Maintain thorough records of all documentation and reimbursements.
Conclusion
An accountable plan is a powerful tool for S Corporations to maximize deductions while ensuring compliance with IRS regulations. It allows you to shift certain personal expenses into deductible corporate expenses while keeping them tax-free at the individual level. Without an accountable plan, you risk disallowed deductions, increased tax liability, and potential audits.
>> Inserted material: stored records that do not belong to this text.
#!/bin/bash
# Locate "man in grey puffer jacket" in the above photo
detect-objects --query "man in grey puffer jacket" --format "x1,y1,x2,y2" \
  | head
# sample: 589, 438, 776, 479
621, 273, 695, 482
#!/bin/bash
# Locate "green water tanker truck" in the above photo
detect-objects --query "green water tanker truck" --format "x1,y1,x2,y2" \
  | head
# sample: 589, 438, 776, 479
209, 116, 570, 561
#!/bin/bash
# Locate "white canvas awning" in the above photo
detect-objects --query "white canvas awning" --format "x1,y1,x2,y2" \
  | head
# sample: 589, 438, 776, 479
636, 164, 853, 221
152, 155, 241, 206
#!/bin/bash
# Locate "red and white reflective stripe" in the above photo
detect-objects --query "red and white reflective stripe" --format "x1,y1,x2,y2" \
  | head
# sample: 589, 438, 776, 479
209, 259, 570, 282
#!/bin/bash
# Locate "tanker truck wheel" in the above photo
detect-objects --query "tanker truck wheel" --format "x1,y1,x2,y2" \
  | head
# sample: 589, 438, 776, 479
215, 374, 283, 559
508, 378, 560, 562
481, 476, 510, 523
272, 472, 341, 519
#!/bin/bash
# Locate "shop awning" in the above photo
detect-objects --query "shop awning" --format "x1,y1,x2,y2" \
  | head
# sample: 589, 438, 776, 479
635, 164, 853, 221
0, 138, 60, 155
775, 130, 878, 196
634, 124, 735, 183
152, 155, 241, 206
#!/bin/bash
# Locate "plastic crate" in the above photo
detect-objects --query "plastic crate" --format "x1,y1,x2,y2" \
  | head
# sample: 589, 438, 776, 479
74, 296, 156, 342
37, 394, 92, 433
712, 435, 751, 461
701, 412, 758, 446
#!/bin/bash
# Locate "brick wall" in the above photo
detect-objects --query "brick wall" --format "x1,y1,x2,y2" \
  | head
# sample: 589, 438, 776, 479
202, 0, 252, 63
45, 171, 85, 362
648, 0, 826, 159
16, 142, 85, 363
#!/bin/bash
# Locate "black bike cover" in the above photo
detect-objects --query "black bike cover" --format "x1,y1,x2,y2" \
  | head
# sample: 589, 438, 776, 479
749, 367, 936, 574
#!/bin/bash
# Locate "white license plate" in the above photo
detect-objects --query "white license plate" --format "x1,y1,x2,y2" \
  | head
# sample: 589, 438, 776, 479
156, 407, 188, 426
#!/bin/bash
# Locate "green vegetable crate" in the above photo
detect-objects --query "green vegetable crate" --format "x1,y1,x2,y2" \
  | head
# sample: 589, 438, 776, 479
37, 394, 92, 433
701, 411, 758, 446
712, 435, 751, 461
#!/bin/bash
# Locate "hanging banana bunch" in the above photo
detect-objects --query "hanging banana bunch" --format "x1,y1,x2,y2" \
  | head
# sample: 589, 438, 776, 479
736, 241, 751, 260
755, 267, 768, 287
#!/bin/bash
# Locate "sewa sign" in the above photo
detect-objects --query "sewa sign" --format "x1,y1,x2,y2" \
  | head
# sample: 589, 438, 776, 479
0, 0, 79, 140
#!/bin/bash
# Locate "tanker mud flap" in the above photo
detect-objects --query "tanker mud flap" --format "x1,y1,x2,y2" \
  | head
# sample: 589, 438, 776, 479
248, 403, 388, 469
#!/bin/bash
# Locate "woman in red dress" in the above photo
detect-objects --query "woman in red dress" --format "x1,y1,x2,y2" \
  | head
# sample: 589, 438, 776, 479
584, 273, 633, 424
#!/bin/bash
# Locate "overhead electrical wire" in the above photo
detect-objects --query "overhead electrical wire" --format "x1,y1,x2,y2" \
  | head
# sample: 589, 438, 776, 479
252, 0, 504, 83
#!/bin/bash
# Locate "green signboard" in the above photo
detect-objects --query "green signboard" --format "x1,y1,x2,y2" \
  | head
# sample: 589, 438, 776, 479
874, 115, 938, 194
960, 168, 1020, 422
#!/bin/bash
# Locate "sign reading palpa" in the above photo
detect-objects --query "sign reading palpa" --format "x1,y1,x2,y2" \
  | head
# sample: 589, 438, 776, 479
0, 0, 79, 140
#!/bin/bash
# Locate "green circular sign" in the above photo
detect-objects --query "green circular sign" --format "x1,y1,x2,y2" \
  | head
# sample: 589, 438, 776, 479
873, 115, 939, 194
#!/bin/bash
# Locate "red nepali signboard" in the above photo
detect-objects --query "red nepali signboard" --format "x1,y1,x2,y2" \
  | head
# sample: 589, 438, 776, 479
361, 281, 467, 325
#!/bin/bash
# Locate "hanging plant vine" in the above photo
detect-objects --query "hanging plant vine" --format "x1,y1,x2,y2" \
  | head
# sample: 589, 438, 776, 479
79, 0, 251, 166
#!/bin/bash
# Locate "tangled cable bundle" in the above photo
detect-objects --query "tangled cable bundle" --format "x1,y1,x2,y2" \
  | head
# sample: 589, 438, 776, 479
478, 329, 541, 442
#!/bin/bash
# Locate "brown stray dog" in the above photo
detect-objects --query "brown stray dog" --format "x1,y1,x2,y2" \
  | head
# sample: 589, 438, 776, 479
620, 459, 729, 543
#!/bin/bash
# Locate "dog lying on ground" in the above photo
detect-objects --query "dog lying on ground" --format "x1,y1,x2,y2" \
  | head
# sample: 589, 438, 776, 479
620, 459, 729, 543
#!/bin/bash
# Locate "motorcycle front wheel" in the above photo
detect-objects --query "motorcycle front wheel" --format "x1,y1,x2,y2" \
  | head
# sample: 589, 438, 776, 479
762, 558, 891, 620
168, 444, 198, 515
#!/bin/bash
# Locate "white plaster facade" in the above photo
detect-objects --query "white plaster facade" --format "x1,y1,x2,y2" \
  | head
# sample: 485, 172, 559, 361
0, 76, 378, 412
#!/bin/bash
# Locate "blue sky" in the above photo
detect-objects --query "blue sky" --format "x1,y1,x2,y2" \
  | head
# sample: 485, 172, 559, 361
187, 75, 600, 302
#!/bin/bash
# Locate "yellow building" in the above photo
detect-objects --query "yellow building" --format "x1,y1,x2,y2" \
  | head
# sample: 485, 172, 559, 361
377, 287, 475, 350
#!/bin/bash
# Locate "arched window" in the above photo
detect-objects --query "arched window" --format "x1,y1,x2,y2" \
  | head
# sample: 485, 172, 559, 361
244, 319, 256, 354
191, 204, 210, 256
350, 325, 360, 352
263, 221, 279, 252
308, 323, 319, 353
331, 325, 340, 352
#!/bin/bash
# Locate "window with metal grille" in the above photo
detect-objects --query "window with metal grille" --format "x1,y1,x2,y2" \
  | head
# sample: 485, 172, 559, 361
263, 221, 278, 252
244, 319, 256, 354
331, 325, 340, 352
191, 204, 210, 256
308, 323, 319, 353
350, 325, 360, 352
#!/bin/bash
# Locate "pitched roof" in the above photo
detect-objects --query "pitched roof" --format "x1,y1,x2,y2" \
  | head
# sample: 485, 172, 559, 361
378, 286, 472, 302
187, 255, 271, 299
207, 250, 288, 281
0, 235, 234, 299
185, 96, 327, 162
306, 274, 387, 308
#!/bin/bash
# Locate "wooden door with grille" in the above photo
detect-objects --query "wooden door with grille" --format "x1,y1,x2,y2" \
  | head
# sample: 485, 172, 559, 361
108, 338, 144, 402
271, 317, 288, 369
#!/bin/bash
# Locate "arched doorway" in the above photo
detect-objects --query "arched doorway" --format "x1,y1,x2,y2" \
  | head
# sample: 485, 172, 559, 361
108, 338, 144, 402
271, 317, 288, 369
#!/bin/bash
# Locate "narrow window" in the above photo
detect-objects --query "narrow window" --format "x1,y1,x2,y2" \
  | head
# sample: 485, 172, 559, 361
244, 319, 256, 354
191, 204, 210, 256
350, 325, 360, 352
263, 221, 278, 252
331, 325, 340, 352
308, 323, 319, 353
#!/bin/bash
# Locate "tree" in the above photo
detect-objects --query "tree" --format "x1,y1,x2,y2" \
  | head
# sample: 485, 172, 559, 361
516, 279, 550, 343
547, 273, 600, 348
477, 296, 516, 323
Remember, the key to successfully using an accountable plan is proper implementation and documentation. Always consult with a qualified tax professional to ensure your S Corporation is following best practices and maximizing its legitimate deductions.

Disclaimer:
This content is for informational purposes only and does not constitute legal, tax, financial or investment advice. The information provided may not be applicable to your specific circumstances and should not be relied upon as a substitute for individualized professional advice. This article is not intended to create, and it does not constitute, an attorney-client relationship. Megan Walukiewicz Robin is not a registered financial planner, accountant, investment advisor, or broker-dealer. Megan Walukiewicz Robin and Megan Robin Law are not responsible for any losses or damages resulting from actions taken based on the information provided on this website. Circular 230 Notice: Any tax advice contained in this communication is not intended or written to be used, and cannot be used, for the purpose of avoiding penalties under U.S. federal tax law.